Le reste du voyage jusqu'à ce matin a été pratiquement sans histoire, seulement émaillé de ces petits incidents qui ponctuent tout délicatement les jours heureux: deux nuits paisibles dans le confort inattendu de la nouvelle marina de Rodney Bay, presque déserte à cette saison sauf pour l'Unicorn, le "bateau pirate" qui a servi au tournage des "Pirates de la Caraïbe" et que nous avions comme voisin de ponton, des conversations amusantes et paresseuses autour d'une bière ou d'un punch, un poisson (sûrement un gros?) qui s'est échappé en cassant notre ligne, la découverte d'une très bonne marque de "beurre de pinottes" des Antilles anglaises, le petit regret que notre repaire sainte-lucien préféré, Dasheen's, soit fermé pour cause de rénovations, une rapide et confortable descente directement sur Bequia grâce à des vents atypiques frôlant les 25 noeuds alors que la météo prédisait presque calme plat; 
une bagarre épique entre mouettes et poissons-coffres des Tobago Cays autour des miettes de pain que leur jetait Azur; et ainsi de suite.

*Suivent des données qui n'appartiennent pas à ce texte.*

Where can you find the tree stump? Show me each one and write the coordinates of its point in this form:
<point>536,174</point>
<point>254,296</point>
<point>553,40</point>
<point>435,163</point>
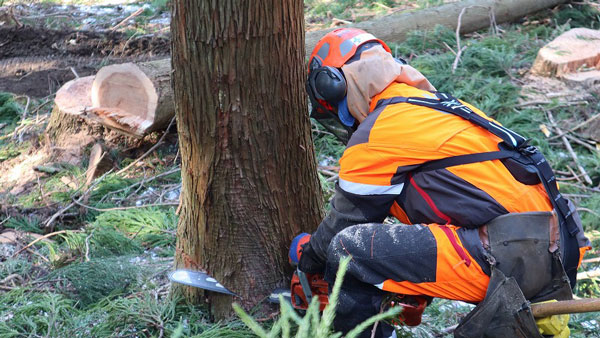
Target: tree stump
<point>117,107</point>
<point>573,56</point>
<point>134,98</point>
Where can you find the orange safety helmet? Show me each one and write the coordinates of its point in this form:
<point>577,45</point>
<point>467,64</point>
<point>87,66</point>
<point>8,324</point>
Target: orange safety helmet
<point>339,45</point>
<point>326,85</point>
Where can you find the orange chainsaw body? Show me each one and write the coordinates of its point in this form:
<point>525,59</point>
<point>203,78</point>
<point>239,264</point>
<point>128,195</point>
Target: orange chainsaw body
<point>318,286</point>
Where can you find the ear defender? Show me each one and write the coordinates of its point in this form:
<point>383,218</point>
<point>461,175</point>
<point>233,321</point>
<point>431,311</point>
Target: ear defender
<point>328,84</point>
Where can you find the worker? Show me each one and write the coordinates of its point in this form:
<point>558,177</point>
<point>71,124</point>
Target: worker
<point>451,180</point>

Un moment, ce sont des voiliers de poissons volants argentés qui lèvent sous la proue pour aller replonger cinquante ou soixante mètres plus loin. Souvent surveillés d'un oeil intéressé par les goélands et fous de bassan qui nous tiennent compagnie presque constamment. Ou alors de belles grandes tortues de mer dont les carapaces marron clair émergent entre deux vagues, suivies brièvement d'une tête au regard inquisiteur.
Ou (plus rarement cette fois-ci) de petites bandes de dauphins gris-bruns qui viennent longer les coques, apparemment attirés par les musiques qui sortent des haut-parleurs du skybridge, en particulier les binious de Soldat Louis et les Chants de la marine à voile de Raoul Roy.
De toute façon, après les festivités d'aujourd'hui, nous nous contenterons d'une nonchalante excursion aux Tobago Cays avant de rentrer à Mayreau pour une longue sieste et une seconde nuit au mouillage.